I don't understand why I had to do this because I thought flannel was supposed to configure the routing table. Can anyone explain?

sdedwards avatar Jul 18 '18 12:07 sdedwards

It turned out I was trying to use kubectl apply to make changes to the flannel install but was failing to overwrite an earlier wrong subnet entry. Ripped out flannel and reinstalled with the correct entry and made progress.

Still not there yet, however. All appears to be well, and traffic is routing among pods for the pod subnet and the real world. But the pods and nodes don't have any routing entries for the service subnet, nodes don't have any virtual IPs on the service subnet, and pods can't reach things like kube-dns.

randyrue avatar Jul 18 '18 14:07 randyrue

    command:
    - /opt/bin/flanneld
    args:
    - --ip-masq
    - --kube-subnet-mgr
    - --iface=eth0

your yaml file try to set this - --iface=eth0

pytomtoto avatar Jul 19 '18 01:07 pytomtoto

I've made some more progress but it's clear there are things about kubernetes networking I don't understand, and I'm still not working 100%.
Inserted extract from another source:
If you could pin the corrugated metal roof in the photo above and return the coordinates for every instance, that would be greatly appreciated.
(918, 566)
From a busybox pod I was unable to use nslookup to resolve any hostnames from my on-premise DNS or the outside world. Instead it would return a cluster.local name for the kube-dns pod and a 10.96 IP. But I eventually realized if it was reporting a PTR lookup for the nameserver it had to be reaching a nameserver somehow. The problem was that nameserver wasn't forwarding lookups for anything outside cluster.local.

I added a configmap:

apiVersion: v1
kind: ConfigMap
metadata:
  name: kube-dns
  namespace: kube-system
  labels:
    addonmanager.kubernetes.io/mode: EnsureExists
data:
  upstreamNameservers: |-
    ["x.x.x.x", "y.y.y.y", "z.z.z.z"]

with the IPs of my on-premise DNS servers. Now nslookup on my pod resolves hostnames in my own zones and outside names like google.com.

But for every lookup there's almost exactly a 20s pause, 20 plus a few milliseconds. For google.com I get both an IPv4 and IPv6 address returned, and it takes 40s.

This smells like kube-dns is timing out and then forwarding the lookup. Where is that 20s timeout defined?

And a separate question, how is traffic reaching the 10.96 service subnet and kube-dns with no interfaces or routing entries anywhere?

randyrue avatar Jul 19 '18 14:07 randyrue

In my case, I need to set the isDefaultGateway to true in the cni-conf.json file to make the pods to visit the internet.

nooop3 avatar Apr 27 '22 08:04 nooop3

This issue has been automatically marked as stale because it has not had recent activity. It will be closed if no further activity occurs. Thank you for your contributions.

stale[bot] avatar Jan 25 '23 20:01 stale[bot]